Welcome to WebmasterWorld Guest from

Forum Moderators: Robert Charlton & andy langton & goodroi

Message Too Old, No Replies

SEO "Loose Ends" Regarding Pagination

8:02 pm on Jan 20, 2013 (gmt 0)

New User

5+ Year Member

joined:May 15, 2012
posts: 25
votes: 0

I'm trying to tie up some loose ends on a new pagination structure and have been struggling to find the best course for a couple of loose ends to avoid any sort of duplicate content issues or other unintended SEO consequences:

1.) How do I handle requests for pages which no longer exist? For example, there are a total of 401 items for a particular category which translates into 21 pages (with 20 results max per page). Lets say one item is removed from the database for whatever reason, thus decreasing the total page count back down to 20.

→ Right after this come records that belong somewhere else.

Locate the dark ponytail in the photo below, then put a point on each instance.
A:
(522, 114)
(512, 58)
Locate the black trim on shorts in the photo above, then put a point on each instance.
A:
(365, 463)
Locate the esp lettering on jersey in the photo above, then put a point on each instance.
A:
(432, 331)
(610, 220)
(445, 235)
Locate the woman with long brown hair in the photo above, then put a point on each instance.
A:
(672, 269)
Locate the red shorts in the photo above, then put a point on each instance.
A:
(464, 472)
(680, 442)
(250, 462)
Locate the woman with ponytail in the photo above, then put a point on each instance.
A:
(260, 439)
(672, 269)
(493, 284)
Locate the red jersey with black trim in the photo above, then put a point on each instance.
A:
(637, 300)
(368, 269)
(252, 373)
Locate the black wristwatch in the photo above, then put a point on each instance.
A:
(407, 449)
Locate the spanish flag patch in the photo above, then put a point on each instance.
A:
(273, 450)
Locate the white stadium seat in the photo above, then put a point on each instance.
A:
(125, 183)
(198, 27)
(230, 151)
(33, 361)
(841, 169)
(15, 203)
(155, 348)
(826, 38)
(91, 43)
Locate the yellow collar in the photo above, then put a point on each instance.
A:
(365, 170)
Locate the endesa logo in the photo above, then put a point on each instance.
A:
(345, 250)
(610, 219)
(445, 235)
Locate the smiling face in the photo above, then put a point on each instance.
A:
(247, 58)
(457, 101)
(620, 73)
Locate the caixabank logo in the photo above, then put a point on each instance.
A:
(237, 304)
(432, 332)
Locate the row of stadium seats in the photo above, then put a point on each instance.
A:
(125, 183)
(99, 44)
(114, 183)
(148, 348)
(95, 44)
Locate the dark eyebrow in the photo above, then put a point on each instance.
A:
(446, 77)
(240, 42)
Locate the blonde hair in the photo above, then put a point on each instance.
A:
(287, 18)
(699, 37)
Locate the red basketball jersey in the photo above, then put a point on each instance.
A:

Currently, a mod rewrite rule will process any one or two digit variable such as:

http://www.example.com/category/99/ (more relevant for #2 below)

My script (written in Perl) will check to see if page variable in the URL exceeds the actual page count, and if so currently just prints "sorry, no results" (for the time being while in development).

2.) Similarly, I imagine there will be some "random" requests for pages which are beyond the actual page count of a particular category? For example, there are not more than 20 actual pages, but somebody links to my site with the following:


Currently, my mod_rewrite rules ignore requests beyond the scope I've defined in my .htaccess file, triggering a 404. For example, all of the following result in a page not found:


This isn't necessarily a mod_rewrite question, so I don't want to get bogged down in nuances of my mod_rewrite code, but rather simply explore the best general strategy for dealing with such "extraneous" requests. So, far I've come up with the following ideas (I'll refer to the above pages which are accepted by mod_rewrite conditions, but offer no content as "ghost pages" - for lack of a better term):

A.) Have my script place a <link rel="canonical" href="http://www.example.com/category/" /> on all ghost pages, but I'm not sure how this may play out in terms of SEO?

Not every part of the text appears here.